2. Remove the ? shrub from in front of the window.
3. Bring the bed along the front of the house about 3-5 wide and connect it to the area under the pine.
4. After 2 and 3, plant some smaller shrubs along the front of the house- maybe smaller azalea variety such as Kurume or Satsuki or hawthorne.
5. Either have just shrubs for #4 or have a perennial bed in front of the shrubs.
6. Hostas would look nice under the tree as already mentioned.



> google shade gardening


May I suggest "dry shade?" Any substantial tree is going to suck up the water first and some "shade" plants are more suited to boggy areas.

I would also consider removing the Leyland ? from the right side of the door. After that, I would plant matching (smaller) shrubs on either side of the door.


----------



## gma2rjc (Nov 21, 2008)

downunder's plan would look beautiful. :yes:


----------



## Lynch (Apr 2, 2009)

Great ideas so far guys, thanks much. Below is a newer picture we took late last summer. The other one is how it looked when we bought the house last May. Everything looks pretty much the same as the first picture at this point. We removed the tree to the right side of the door and added a limelight hydrangea and another plant in it's place (sorry, I'm horrible with plant names). I do like the idea of limbing up the tree to the gutter line. Getting rid of the rhodendrum (sp?) bush in front of the window may take some convincing to my wife. Joining the front bed with the under of the pine may work too. I'm just not sure at this point what to use for edging/border around the tree. Any ideas on that would be helpful. Thanks!


----------



## Scuba_Dave (Jan 16, 2009)

If you limb the tree up further the rhody may fill in more & look better
While they are shade plants its been deprived of (most) sun for years
I've picked up free bricks & use those for edging

House looks much better
I think I'd put a garden down each side of the walkway


----------



## downunder (Jun 13, 2008)

I can appreciate the concern for the rhody; I'm just not particularly fond of any shrub blocking a window like this one does. That said, I would consider moving it to the the right side/front corner about where the hose cart is. Architecturally it could soften that corner as well as screening the view to the houses behind you.

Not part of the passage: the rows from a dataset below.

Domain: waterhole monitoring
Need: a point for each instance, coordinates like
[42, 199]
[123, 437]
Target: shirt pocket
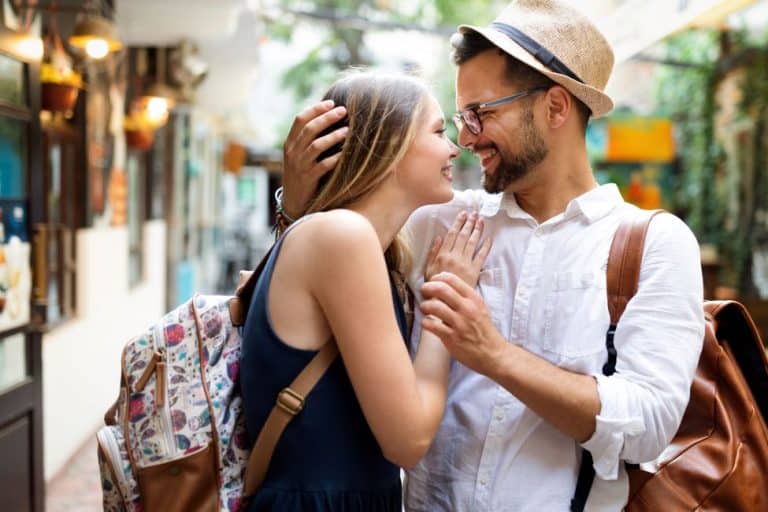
[576, 314]
[491, 286]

Maybe move the hydrangea to the left of the fireplace between those two windows.

Nice touch on the pair flanking the steps! :thumbup:

A little out of the box, but I would extend the walkway to the curb. 




> what to use for edging/border around the tree


Are you thinking a ring around the bed or do you want to fill in the area with plants?


----------



## Lynch (Apr 2, 2009)

Good ideas DownUnder/Scuba_Dave, much appreciated. Regarding the Rhody, I think we're going to leave it where it is as the window that it's blocking is our bedroom window and we like the added privacy that it provides. Also, once I limb up the pine to gutter level (as Scuba_Dave recommended) I think it will offer some more sun for the Rhody.

The sidewalk is an odd thing. It must have been added a long time ago with the intention of meeting up with a sidewalk along the street. There's quite a few houses in the neighborhood that have the same thing..basically a sidewalk that goes nowhere. We were thinking of just totally removing it and adding a walk to the driveway as most people walk to the front door this way. I do like the idea of adding a garden on each side of the sidewalk for now, however.

As far as edging around the tree, I'm thinking of doing something similar to the picture below. Altough, Instead of just 1 layer of edging, I'd like to add at least 3 layers, fill in with dirt, plant some hostas around the tree and then add some mulch to the top. Think that will work, or will it starve the pine?










Thanks again!


----------